Mas o principal esteio da candidatura de Ricardo Ferraço é mesmo Casagrande, candidato ao Senado número um da chapa.
O jingle de campanha do ex-governador "tá pensando que acabou? Acabou nada" serve também para o candidato ao governo.
Em termos administrativos e políticos, um representa a continuidade do outro. "No mesmo rumo e no mesmo ritmo", como Ricardo repete sempre.
Isso é uma faca de dois gumes.
Para quem está satisfeito com o rumo e o ritmo, votar em outro candidato soa arriscado.
Já quem prefere a mudança, às vezes mesmo sem estar muito insatisfeito, pode se incomodar com a história de "acabar nada".
TRANSFERÊNCIAOutro ponto de atenção já foi detectado pelos próprios apoiadores de Ricardo.

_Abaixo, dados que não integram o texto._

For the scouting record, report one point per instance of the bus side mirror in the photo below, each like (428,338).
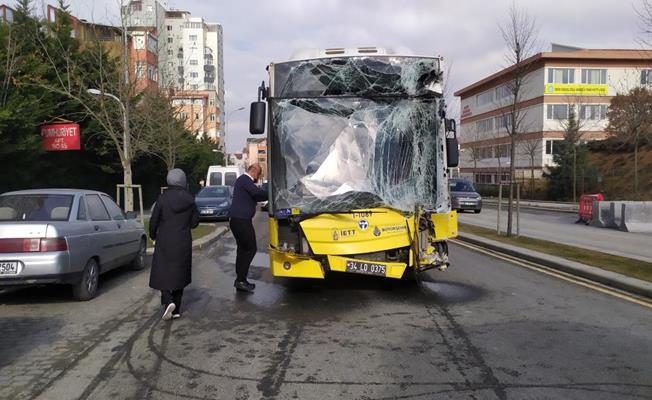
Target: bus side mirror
(452,153)
(257,118)
(452,145)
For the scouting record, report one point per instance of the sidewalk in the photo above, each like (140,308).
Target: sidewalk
(561,228)
(203,241)
(609,278)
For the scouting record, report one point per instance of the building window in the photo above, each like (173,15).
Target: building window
(503,92)
(594,112)
(485,98)
(152,73)
(140,69)
(503,121)
(557,111)
(485,125)
(503,151)
(551,148)
(485,153)
(594,76)
(561,75)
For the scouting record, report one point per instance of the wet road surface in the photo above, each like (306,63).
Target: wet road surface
(485,329)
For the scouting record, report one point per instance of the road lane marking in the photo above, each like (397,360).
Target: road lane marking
(587,283)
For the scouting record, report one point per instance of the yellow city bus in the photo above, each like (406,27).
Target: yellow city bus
(359,151)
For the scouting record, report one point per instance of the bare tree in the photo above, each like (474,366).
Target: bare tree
(104,88)
(519,34)
(644,12)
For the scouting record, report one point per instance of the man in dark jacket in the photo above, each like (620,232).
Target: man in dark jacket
(243,207)
(173,217)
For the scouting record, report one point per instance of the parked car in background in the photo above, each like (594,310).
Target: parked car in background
(464,196)
(66,236)
(213,202)
(218,175)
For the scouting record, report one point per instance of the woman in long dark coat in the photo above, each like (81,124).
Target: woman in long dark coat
(173,217)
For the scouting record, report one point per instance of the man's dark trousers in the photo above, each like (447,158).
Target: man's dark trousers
(245,237)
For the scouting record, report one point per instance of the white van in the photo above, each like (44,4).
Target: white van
(223,176)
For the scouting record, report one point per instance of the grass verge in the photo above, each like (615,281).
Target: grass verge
(622,265)
(201,231)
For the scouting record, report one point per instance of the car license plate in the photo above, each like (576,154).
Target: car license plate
(366,268)
(8,268)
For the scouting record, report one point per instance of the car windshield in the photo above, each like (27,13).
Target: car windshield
(35,207)
(351,133)
(214,192)
(461,186)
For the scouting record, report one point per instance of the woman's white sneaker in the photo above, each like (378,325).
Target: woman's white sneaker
(167,315)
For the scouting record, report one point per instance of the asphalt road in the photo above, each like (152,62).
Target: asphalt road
(485,329)
(561,227)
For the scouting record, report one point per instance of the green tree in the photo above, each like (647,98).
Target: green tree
(571,159)
(630,121)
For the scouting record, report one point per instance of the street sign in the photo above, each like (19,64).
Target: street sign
(60,137)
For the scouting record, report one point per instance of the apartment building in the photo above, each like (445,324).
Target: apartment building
(192,68)
(564,79)
(142,46)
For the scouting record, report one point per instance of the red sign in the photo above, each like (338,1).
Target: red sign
(60,137)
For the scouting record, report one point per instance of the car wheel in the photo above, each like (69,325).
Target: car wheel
(139,262)
(86,288)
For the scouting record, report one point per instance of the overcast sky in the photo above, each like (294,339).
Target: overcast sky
(464,32)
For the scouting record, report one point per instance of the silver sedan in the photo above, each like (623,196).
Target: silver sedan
(66,236)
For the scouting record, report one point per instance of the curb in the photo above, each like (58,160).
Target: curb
(613,279)
(494,204)
(204,241)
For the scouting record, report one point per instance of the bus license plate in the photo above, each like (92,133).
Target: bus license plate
(365,268)
(8,268)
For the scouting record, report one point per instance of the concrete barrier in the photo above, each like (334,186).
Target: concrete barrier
(636,217)
(602,215)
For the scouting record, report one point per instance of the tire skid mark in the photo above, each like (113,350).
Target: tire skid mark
(109,369)
(98,336)
(274,376)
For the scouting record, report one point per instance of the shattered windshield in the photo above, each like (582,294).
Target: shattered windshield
(359,132)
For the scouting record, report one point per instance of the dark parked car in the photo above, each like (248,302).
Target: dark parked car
(213,202)
(66,236)
(463,196)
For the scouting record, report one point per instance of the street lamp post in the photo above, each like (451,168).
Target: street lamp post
(125,145)
(226,123)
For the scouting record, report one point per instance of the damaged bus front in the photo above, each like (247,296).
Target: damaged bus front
(359,150)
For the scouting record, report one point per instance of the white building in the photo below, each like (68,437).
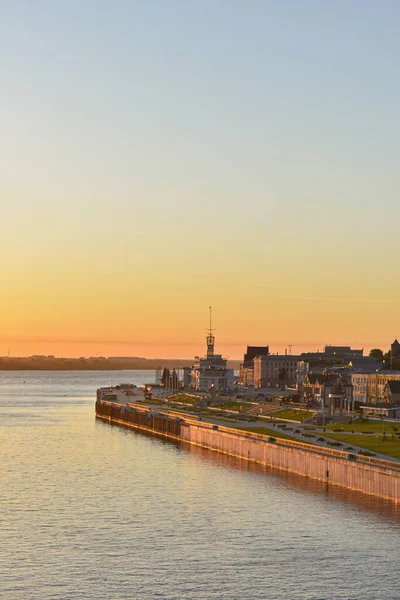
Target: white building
(210,373)
(275,370)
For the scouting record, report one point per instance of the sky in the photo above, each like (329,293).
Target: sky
(163,156)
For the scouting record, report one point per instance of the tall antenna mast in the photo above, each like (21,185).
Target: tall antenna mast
(210,341)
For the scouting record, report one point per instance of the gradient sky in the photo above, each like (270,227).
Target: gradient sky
(161,156)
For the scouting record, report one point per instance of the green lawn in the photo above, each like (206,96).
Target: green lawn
(184,399)
(293,414)
(388,445)
(237,406)
(365,425)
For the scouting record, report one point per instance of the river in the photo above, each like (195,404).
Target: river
(96,512)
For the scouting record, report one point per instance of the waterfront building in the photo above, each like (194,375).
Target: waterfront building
(246,369)
(369,388)
(331,390)
(275,370)
(391,392)
(395,350)
(210,373)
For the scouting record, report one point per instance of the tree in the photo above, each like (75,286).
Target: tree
(282,376)
(377,353)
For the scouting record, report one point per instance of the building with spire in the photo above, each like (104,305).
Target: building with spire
(395,349)
(209,373)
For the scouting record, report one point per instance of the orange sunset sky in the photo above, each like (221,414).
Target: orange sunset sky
(243,159)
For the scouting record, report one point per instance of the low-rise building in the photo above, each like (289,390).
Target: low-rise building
(275,370)
(391,392)
(368,388)
(246,369)
(381,410)
(332,391)
(210,373)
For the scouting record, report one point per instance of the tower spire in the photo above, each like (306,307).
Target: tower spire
(210,339)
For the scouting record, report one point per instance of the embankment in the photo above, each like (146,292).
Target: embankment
(369,475)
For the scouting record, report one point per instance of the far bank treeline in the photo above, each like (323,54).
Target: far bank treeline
(50,363)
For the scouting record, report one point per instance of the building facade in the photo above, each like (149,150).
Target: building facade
(246,369)
(210,373)
(275,370)
(332,391)
(369,388)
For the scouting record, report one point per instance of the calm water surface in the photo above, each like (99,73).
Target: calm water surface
(91,511)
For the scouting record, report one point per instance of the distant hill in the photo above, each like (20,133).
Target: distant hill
(49,363)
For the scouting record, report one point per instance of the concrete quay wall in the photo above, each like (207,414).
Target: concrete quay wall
(369,475)
(331,466)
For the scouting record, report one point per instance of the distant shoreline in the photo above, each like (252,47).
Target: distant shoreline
(95,364)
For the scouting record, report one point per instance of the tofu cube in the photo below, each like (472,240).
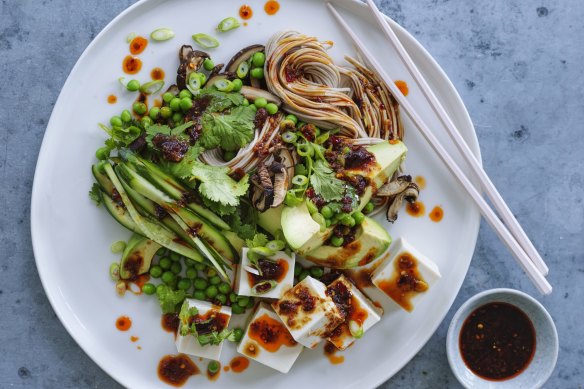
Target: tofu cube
(268,341)
(405,275)
(280,266)
(189,344)
(308,313)
(359,312)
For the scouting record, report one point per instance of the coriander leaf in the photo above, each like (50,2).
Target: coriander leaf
(229,131)
(325,183)
(183,168)
(259,240)
(216,185)
(169,298)
(95,194)
(220,101)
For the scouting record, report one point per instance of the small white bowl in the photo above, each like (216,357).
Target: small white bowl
(546,342)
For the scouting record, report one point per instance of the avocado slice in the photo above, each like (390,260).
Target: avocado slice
(137,256)
(371,241)
(302,233)
(271,220)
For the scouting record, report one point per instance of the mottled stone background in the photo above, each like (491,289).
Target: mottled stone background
(518,65)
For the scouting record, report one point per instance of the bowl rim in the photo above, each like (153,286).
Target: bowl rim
(472,303)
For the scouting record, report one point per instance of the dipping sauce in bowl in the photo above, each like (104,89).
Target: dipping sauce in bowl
(497,341)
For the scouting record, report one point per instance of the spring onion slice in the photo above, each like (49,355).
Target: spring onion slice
(205,41)
(162,34)
(130,37)
(151,87)
(228,24)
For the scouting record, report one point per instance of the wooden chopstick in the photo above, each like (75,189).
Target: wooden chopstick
(518,252)
(486,183)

O governador é mais forte, em intenções de voto, no interior do Espírito Santo do que na Grande Vitória.
Mesmo com o endosso quase unânime dos prefeitos da região metropolitana.
Transferência de votos não é ciência exata.
Não necessariamente quem simpatiza com Casagrande vai olhar para Ricardo com os mesmos olhos.
Mas, via de regra, apoio é melhor ter do que não ter.
No palanque do emedebista estão, além do próprio partido, PSB, Podemos, União Brasil, Progressistas, Agir, PDT, PSDB, Cidadania, PRD e Solidariedade.
Isso se reflete também em um exército de potenciais cabos eleitorais, que são os candidatos a deputado federal e deputado estadual de cada uma dessas siglas.
Parlamentares que disputam a reeleição também estão com Ricardo, a exemplo de Da Vitória e Amaro Neto, do PP, Messias Donato e Marcelo Santos, do União Brasil, e Gilson Daniel, do Podemos.